Better Dairy is a London-based biotech startup that uses precision fermentation — a method where genetically engineered microorganisms (often yeast) are programmed to produce specific proteins — to make dairy proteins without cows. (Better Dairy)
Their core mission is to reimagine dairy nutrition by creating proteins that are:
- Molecularly equivalent to those in real milk,
- Animal-free and more sustainable to produce, and
- Optimised for human nutrition, not just mimic dairy. (Better Dairy)
The company was founded in 2020 and has raised significant funding as part of its ongoing research and commercialization push. (Startups.co.uk)
Precision Fermentation: How It Works
Precision fermentation is similar to brewing beer — except instead of producing alcohol, scientists feed microorganisms the genetic instructions to produce real milk proteins, such as casein or osteopontin. (dairynews.today)
This process:
- Eliminates the need for cows (reducing methane and land use),
- Uses far less water and emits fewer greenhouse gases than traditional dairy, and
- Creates dairy proteins that behave like the real thing in food products. (synbiobeta.com)

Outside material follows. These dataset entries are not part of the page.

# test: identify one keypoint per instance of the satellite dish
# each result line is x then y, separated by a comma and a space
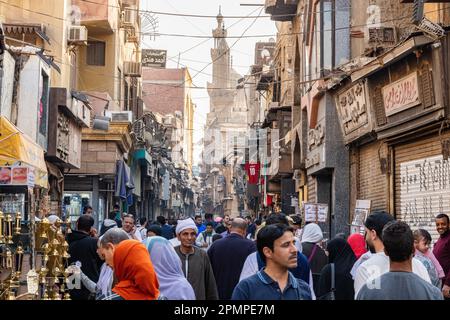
149, 25
101, 123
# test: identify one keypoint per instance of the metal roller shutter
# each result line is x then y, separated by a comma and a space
422, 183
312, 190
372, 183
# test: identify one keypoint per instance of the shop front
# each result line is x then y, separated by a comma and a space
394, 116
326, 161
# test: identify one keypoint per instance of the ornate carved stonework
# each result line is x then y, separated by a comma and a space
353, 108
316, 136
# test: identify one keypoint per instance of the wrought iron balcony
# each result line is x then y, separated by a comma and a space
281, 10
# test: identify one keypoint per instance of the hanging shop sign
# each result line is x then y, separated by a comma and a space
352, 108
252, 170
316, 212
424, 191
362, 210
17, 176
154, 58
401, 95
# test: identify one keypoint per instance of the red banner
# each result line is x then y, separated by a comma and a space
252, 170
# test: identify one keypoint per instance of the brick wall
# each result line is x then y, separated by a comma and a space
98, 157
167, 94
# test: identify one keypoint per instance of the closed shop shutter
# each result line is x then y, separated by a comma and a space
372, 183
312, 189
422, 183
380, 113
426, 81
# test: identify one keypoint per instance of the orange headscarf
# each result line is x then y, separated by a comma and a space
134, 270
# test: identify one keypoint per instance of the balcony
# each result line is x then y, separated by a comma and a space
98, 16
265, 80
281, 10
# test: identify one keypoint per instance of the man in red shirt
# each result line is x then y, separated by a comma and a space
442, 250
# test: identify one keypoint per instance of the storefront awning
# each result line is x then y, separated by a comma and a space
391, 56
18, 151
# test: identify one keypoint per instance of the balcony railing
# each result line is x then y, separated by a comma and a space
281, 10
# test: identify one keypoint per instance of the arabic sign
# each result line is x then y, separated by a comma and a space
362, 210
353, 108
154, 58
316, 212
264, 53
401, 95
17, 176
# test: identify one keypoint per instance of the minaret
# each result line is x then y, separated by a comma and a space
220, 55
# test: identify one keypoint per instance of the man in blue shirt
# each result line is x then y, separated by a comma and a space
276, 246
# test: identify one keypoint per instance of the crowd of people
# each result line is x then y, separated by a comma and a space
273, 258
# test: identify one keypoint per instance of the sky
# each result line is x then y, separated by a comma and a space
199, 57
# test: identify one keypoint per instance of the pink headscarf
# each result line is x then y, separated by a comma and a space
358, 244
429, 254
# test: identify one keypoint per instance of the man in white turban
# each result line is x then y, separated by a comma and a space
195, 262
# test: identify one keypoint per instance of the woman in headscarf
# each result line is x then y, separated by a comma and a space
133, 268
172, 282
341, 255
358, 244
312, 237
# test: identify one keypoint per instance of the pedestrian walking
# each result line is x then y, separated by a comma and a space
340, 262
442, 250
223, 226
254, 261
130, 228
399, 283
136, 277
422, 241
142, 228
358, 244
199, 223
172, 282
83, 249
195, 262
228, 255
378, 262
312, 237
276, 246
167, 230
154, 230
205, 238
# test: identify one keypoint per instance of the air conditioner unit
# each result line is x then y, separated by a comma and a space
120, 116
383, 35
132, 69
77, 34
129, 18
131, 36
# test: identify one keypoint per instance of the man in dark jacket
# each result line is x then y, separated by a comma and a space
83, 249
227, 257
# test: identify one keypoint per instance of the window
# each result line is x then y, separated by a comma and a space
96, 53
43, 105
327, 37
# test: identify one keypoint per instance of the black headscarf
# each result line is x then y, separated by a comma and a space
341, 254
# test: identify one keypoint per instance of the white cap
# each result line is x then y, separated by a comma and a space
185, 224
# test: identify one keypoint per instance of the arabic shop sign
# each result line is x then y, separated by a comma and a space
401, 95
154, 58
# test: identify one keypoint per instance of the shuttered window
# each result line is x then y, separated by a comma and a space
372, 183
422, 183
426, 81
96, 53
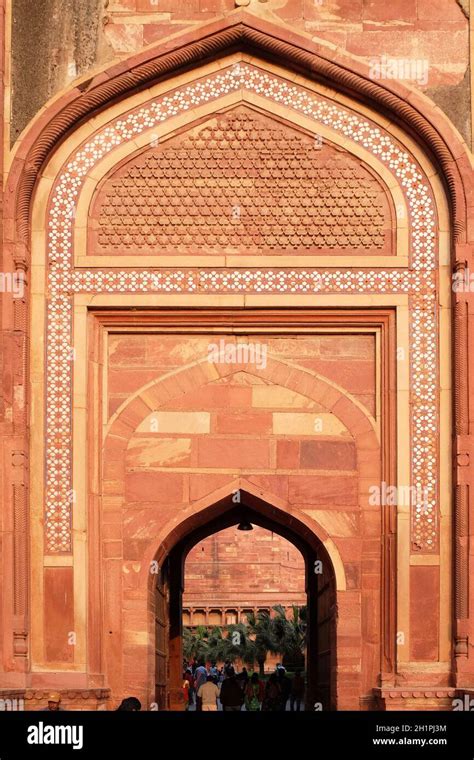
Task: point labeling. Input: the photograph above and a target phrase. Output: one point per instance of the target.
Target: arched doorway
(320, 584)
(106, 580)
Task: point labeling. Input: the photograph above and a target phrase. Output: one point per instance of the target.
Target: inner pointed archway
(320, 587)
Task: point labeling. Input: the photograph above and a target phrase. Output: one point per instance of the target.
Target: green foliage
(252, 641)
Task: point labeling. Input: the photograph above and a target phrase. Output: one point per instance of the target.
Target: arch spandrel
(417, 281)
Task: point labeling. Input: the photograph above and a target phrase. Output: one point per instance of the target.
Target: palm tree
(240, 644)
(262, 633)
(195, 643)
(216, 645)
(290, 633)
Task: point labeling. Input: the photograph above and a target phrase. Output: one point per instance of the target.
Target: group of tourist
(207, 687)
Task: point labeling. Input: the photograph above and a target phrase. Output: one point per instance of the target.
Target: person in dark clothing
(297, 692)
(272, 699)
(231, 696)
(285, 686)
(130, 704)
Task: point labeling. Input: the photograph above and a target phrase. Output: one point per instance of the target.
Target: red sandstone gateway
(236, 248)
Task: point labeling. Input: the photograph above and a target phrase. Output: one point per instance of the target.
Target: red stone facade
(234, 572)
(234, 254)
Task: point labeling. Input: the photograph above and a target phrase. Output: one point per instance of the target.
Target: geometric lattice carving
(418, 281)
(242, 184)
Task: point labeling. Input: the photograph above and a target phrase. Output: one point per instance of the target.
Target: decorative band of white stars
(418, 282)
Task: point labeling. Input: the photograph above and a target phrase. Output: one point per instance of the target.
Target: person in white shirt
(208, 693)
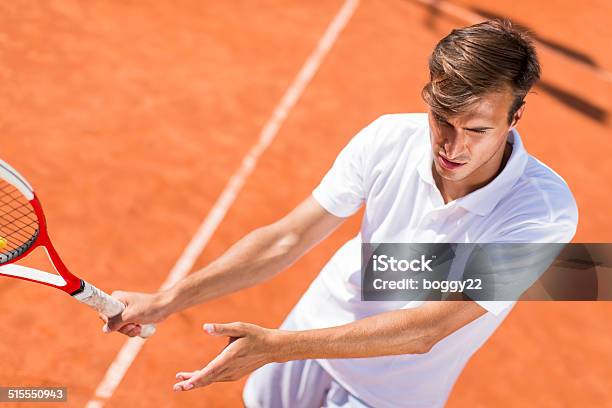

Key Innovations & Products
Casein for Cheese and Dairy Structure
Better Dairy develops all four types of casein proteins (αS1, αS2, β and κ-casein), which are essential for:
- Traditional cheese textures
- Melting and aging behaviors
- Functional dairy applications
This is more advanced than many competitors who produce only partial or single casein types. (dairynews.today)
Because they include proper phosphorylation — a chemical modification important for mineral binding — their casein can mimic how real cheese binds and ripens. (dairynews.today)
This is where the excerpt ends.